American actress, child prodigy

Ria Cheruvu is an American child prodigy from Gilbert, Arizona (U.S.). She graduated from high school in May 2015 at age 11. She received an undergraduate and a graduated degree from Harvard Extension School. She is also an actress and has appeared in stage and film productions in the United States and India.

==Early life==

Cheruvu's parents came to the United States from India. Her father, Sunil, is a computer programmer. Her mother, Sunitha, is a former software engineer.

Cheruvu's parents suspected she was a prodigy when she was nine months old. When she was 18 months old, a news station in Seattle, Washington, produced a segment about her ability to name 43 U.S. presidents.

==Education==

Cheruvu enrolled in Arizona Connections Academy, a free, online public school, when she was four years old, and she graduated in 2015 at the age of 11 as a valedictorian. As of 2016, she is the youngest person to graduate from the school.

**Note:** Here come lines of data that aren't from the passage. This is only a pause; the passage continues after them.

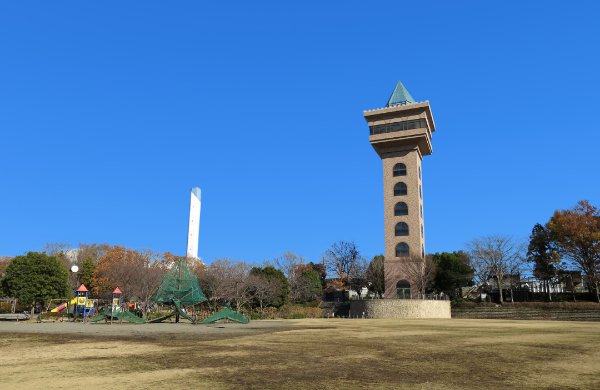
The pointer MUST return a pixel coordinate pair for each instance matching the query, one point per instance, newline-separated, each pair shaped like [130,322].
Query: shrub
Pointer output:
[296,316]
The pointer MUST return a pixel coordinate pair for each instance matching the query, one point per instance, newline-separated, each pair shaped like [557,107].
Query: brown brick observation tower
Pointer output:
[400,133]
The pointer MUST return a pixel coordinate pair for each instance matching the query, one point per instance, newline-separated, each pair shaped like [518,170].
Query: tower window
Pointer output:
[400,189]
[402,250]
[401,229]
[400,209]
[403,290]
[399,170]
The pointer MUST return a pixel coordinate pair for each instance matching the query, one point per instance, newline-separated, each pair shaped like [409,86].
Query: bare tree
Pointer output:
[93,250]
[343,260]
[214,281]
[292,266]
[263,290]
[495,256]
[226,280]
[358,277]
[62,251]
[4,262]
[420,272]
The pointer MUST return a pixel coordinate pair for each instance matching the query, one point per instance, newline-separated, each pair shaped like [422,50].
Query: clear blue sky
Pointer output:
[111,112]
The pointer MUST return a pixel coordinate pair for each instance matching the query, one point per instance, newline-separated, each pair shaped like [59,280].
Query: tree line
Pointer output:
[285,279]
[569,241]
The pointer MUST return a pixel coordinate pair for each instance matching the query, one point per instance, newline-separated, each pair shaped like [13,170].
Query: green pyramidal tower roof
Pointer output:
[400,96]
[181,285]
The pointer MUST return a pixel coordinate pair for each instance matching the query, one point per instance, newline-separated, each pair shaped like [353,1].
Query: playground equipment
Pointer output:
[117,310]
[64,305]
[228,314]
[83,306]
[179,288]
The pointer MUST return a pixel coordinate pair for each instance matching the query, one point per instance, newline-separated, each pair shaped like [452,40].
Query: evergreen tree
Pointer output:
[271,273]
[542,252]
[453,272]
[35,278]
[310,284]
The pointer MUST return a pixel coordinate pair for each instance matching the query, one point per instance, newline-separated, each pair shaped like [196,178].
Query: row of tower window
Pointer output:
[401,208]
[402,250]
[400,189]
[402,229]
[400,170]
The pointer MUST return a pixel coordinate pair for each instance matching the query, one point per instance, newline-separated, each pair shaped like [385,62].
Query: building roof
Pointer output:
[400,96]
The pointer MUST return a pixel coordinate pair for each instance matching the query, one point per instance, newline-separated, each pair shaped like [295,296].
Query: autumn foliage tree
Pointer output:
[577,233]
[495,257]
[544,256]
[138,273]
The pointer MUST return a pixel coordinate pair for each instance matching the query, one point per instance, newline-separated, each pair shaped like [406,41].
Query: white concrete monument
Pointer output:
[194,226]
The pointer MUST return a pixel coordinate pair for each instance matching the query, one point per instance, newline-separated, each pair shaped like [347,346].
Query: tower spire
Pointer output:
[400,96]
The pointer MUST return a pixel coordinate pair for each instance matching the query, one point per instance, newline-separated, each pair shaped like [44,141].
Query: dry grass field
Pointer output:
[304,354]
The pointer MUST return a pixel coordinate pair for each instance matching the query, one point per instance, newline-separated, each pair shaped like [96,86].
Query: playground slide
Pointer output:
[62,307]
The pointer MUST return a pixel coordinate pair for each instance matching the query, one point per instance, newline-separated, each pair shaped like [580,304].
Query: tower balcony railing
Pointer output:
[400,126]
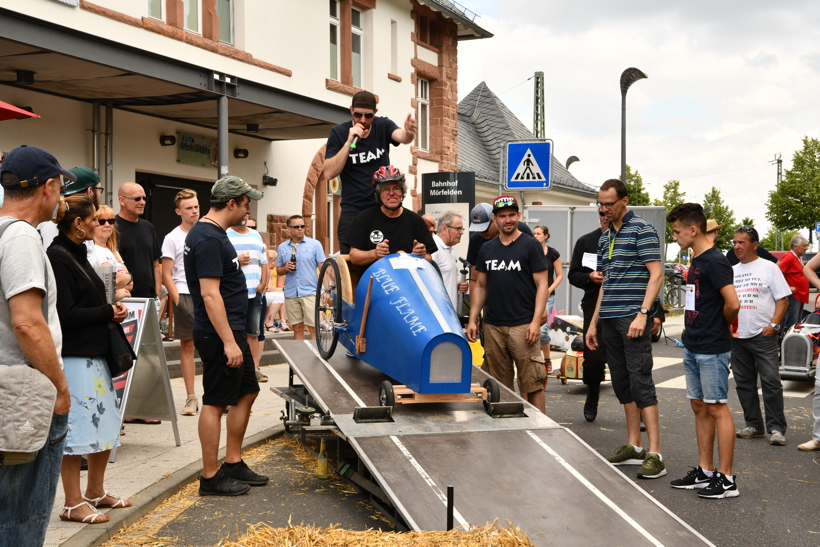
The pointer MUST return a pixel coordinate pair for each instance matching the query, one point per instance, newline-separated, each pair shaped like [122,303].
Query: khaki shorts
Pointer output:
[504,346]
[301,310]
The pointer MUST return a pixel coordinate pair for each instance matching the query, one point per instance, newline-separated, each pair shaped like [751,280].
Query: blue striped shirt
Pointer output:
[622,257]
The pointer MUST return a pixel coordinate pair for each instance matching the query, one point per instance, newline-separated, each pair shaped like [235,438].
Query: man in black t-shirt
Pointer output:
[511,287]
[220,296]
[389,228]
[138,244]
[711,308]
[355,162]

After graduating high school, Cheruvu enrolled in computer science courses at Harvard University's Extension School. She on the dean's list for academic excellence (cum laude) in 2016 and 2017. She plans to pursue a career in neural cryptography.

Cheruvu graduated from the Harvard University Extension School in her third year at age 14 with an ALB in computer science in 2018, making her the youngest ALB graduate in Harvard history. She is currently enrolled in the Harvard University Extension School's Master of Liberal Arts, or ALM, program in data science. She is set to graduate in 2020.

==Career==

Cheruvu has appeared in two commercials and has acted in stage productions of "The King and I" and "Annie." She has also appeared in a South Indian film called "Karma," and as of 2012 she was contracted to appear in two Hollywood movies.

After graduating with her ALB degree in 2018, Cheruvu became an intern at Intel who works on "simulating model topologies on future generation hardware."

Cheruvu and her mother volunteer with the Make-a-Wish Foundation. The family also owns farmland in India on which a government school is run. Cheruvu's family provides aid to that school and have been doing so for many years.